1. Generate a reorg plan
call reorg_generate(6,'GROUP_NAME=><your-BW-group-name>');
2. Check the generated plan
select * from reorg_plan;

If there is no output, you have to check if your table is above the defined threshold (max_rows_per_partition). I have adjusted the value that my plan results in 8 partitions => currently: 1.
3. Execute the plan
call reorg_execute(?);
Check the free ressources (data+log disk space + CPU + memory) of the system and the configured parallelism.
Adjust the parameters or execute it only in a time frame without high business load.
indexserver.ini => partitioning => split_threads => 16 (default)

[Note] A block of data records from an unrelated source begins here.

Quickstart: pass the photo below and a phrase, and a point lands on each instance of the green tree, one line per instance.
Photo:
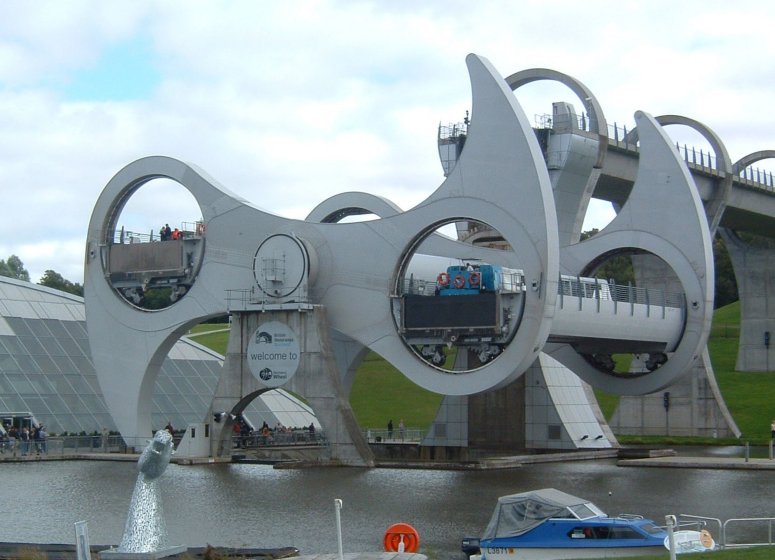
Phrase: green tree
(14, 268)
(54, 280)
(617, 268)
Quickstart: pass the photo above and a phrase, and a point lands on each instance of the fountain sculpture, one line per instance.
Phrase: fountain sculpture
(145, 532)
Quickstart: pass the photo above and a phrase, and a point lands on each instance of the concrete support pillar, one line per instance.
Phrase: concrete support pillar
(695, 406)
(755, 274)
(316, 380)
(547, 408)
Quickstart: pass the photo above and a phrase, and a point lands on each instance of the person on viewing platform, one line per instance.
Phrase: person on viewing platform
(40, 439)
(25, 438)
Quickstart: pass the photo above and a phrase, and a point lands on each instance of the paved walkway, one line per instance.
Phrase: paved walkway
(700, 463)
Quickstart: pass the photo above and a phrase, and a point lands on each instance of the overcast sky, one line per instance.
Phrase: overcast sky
(288, 103)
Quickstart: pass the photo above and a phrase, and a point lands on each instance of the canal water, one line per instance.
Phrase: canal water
(239, 505)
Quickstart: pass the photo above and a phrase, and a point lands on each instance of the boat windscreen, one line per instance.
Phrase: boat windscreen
(519, 513)
(586, 511)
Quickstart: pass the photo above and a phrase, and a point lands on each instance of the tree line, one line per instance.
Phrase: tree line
(619, 268)
(13, 267)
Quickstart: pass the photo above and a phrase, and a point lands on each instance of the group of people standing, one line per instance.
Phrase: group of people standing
(167, 234)
(28, 439)
(401, 429)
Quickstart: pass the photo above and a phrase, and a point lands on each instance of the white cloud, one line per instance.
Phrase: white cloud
(321, 97)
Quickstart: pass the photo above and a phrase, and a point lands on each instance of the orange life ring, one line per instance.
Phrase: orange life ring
(401, 532)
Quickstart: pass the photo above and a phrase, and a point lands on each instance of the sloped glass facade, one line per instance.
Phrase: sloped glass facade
(46, 370)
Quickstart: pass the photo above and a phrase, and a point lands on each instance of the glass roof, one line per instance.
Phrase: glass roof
(46, 370)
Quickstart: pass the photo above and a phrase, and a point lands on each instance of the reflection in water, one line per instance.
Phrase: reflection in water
(257, 506)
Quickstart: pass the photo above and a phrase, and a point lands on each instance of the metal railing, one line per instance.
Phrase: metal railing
(752, 526)
(408, 435)
(743, 532)
(301, 436)
(60, 446)
(762, 179)
(187, 229)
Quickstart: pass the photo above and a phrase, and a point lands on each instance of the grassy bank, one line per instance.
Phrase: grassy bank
(380, 392)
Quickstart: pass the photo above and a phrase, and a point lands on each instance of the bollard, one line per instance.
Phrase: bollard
(670, 522)
(338, 507)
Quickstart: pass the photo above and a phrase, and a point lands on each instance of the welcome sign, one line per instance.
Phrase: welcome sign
(273, 353)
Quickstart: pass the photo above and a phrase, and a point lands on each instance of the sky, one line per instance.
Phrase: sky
(288, 103)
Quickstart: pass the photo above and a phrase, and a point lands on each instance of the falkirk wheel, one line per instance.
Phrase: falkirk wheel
(309, 298)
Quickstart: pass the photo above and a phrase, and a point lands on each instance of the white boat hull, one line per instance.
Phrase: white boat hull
(561, 553)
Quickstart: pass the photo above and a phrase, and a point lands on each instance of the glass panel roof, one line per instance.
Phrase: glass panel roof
(46, 370)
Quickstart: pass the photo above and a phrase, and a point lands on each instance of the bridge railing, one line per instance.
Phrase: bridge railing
(188, 229)
(620, 136)
(407, 435)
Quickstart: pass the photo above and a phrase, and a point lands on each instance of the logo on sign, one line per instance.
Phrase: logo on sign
(273, 353)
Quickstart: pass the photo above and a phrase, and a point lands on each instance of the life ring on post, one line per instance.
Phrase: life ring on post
(401, 537)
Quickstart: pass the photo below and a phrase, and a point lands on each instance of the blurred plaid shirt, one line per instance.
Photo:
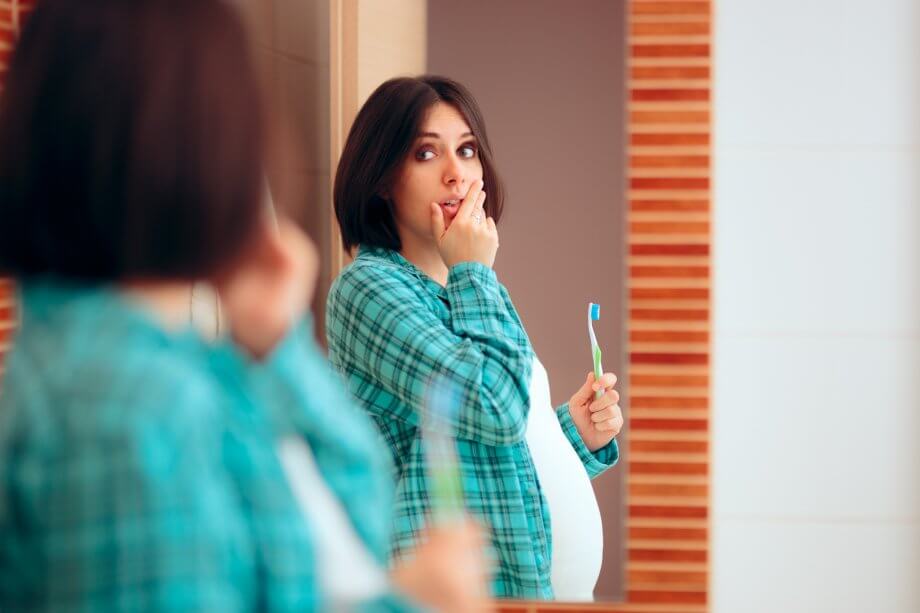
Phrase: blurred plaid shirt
(391, 330)
(138, 468)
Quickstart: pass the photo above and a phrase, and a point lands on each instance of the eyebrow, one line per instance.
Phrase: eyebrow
(436, 135)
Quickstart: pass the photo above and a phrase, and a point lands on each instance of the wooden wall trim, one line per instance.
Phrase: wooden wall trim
(12, 13)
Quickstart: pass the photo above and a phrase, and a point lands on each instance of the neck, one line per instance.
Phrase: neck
(169, 301)
(427, 258)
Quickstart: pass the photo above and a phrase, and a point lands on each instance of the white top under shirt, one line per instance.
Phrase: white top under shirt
(575, 520)
(345, 568)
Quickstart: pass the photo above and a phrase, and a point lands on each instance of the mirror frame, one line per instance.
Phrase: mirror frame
(667, 451)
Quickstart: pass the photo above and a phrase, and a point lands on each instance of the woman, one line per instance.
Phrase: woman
(142, 468)
(421, 301)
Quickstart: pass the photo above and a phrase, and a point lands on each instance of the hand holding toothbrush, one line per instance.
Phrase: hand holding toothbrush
(594, 407)
(598, 420)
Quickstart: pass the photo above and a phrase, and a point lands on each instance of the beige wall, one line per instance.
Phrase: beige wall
(549, 76)
(392, 38)
(291, 39)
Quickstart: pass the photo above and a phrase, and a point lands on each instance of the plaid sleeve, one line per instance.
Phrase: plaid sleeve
(391, 344)
(595, 462)
(131, 514)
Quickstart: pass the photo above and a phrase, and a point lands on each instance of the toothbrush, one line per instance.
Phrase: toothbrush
(444, 477)
(594, 314)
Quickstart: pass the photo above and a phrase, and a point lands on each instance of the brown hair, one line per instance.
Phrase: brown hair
(131, 141)
(377, 146)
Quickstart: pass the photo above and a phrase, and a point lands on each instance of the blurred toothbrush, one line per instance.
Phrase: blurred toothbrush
(446, 485)
(594, 314)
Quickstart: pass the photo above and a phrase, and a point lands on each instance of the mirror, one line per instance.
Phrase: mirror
(549, 77)
(598, 113)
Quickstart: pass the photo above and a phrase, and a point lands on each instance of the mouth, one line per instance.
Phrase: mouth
(450, 207)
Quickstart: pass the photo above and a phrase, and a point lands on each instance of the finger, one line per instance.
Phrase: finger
(607, 380)
(437, 221)
(608, 413)
(609, 399)
(479, 215)
(611, 425)
(469, 203)
(584, 394)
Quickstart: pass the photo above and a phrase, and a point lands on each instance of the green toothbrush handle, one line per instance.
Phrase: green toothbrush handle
(598, 371)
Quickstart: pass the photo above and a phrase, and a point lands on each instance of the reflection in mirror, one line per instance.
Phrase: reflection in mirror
(550, 80)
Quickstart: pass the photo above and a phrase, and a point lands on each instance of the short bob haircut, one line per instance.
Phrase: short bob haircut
(379, 143)
(131, 141)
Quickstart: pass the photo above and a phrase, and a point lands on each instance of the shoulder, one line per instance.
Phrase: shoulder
(373, 279)
(77, 390)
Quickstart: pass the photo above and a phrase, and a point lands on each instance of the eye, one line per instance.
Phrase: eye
(467, 151)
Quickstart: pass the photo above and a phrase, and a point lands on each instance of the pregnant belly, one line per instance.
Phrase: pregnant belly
(575, 520)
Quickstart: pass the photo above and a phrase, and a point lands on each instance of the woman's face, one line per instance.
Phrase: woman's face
(442, 164)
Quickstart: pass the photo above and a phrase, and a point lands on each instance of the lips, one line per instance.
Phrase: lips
(450, 207)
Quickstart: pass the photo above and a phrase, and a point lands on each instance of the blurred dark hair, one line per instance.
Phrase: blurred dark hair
(131, 141)
(379, 143)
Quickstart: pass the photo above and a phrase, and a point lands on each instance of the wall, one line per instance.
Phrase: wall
(549, 77)
(291, 40)
(817, 333)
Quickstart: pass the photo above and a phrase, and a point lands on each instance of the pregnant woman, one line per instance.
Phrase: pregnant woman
(417, 194)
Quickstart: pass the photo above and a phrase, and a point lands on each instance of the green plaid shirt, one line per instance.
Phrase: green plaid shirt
(391, 329)
(138, 469)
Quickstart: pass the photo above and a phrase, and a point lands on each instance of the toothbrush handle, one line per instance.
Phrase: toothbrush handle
(598, 371)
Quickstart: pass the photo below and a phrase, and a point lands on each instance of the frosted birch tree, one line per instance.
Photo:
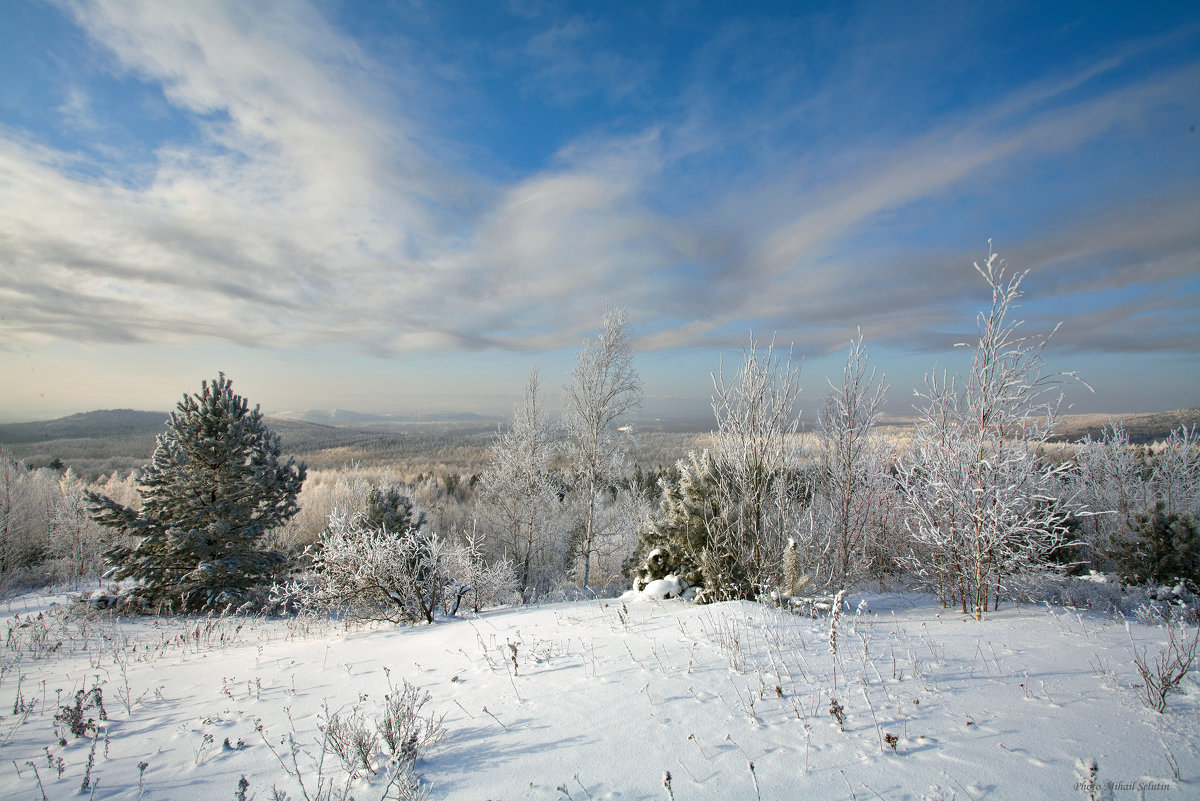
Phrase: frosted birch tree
(521, 501)
(851, 481)
(604, 387)
(756, 453)
(981, 504)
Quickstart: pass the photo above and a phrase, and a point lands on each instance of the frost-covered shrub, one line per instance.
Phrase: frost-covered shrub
(688, 537)
(1162, 549)
(472, 579)
(372, 573)
(215, 486)
(1141, 504)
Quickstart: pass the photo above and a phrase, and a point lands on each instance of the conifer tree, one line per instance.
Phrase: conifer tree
(214, 487)
(689, 537)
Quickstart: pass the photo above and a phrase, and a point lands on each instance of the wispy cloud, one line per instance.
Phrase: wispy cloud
(319, 203)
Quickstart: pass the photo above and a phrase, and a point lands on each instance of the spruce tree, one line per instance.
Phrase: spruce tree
(214, 487)
(690, 537)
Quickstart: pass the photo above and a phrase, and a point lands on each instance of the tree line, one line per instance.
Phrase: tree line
(973, 507)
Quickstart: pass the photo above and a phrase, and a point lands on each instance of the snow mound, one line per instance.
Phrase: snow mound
(669, 586)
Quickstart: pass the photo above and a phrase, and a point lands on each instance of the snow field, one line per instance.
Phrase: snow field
(599, 699)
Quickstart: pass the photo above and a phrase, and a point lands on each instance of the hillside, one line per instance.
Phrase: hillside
(600, 700)
(123, 439)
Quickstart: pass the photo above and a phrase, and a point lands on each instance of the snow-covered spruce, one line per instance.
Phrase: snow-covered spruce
(214, 487)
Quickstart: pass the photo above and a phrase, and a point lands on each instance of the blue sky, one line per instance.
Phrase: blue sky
(393, 206)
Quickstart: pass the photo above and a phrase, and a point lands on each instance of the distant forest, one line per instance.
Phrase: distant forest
(119, 440)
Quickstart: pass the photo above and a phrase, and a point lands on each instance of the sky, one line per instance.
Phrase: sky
(403, 206)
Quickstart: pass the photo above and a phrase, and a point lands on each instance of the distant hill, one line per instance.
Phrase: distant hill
(105, 423)
(1143, 428)
(347, 417)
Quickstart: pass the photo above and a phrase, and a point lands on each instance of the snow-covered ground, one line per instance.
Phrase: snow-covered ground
(599, 700)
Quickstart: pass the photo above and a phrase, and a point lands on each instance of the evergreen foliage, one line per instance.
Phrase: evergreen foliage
(1165, 549)
(214, 487)
(689, 537)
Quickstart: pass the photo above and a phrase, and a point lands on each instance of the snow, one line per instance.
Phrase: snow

indexserver.ini => partitioning => bulk_load_threads => 4 (default)
4. Check the status of the plan execution
select * from reorg_steps
where reorg_id = <value returned by reorg_execute before>;
select * from reorg_steps where reorg_id = 1;
Normally reorg_id should be 1. Now you can monitor the process via the statement and the running sessions.

You will see the splitting per col as adjusted via split_threads. The number of ‘ZipResultJob’ threads correlate with the value of parameter bulk_load_threads.
In my example the splitting operation (step 1-8) tooks 50min for 1.8 billion rows (23GB of data).
Note: Be aware of this limitation and the tasks to split the table to solve the issue. If you won’t do this no more inserts are possible if you reach the limit and you will get a lot of errors in the backend.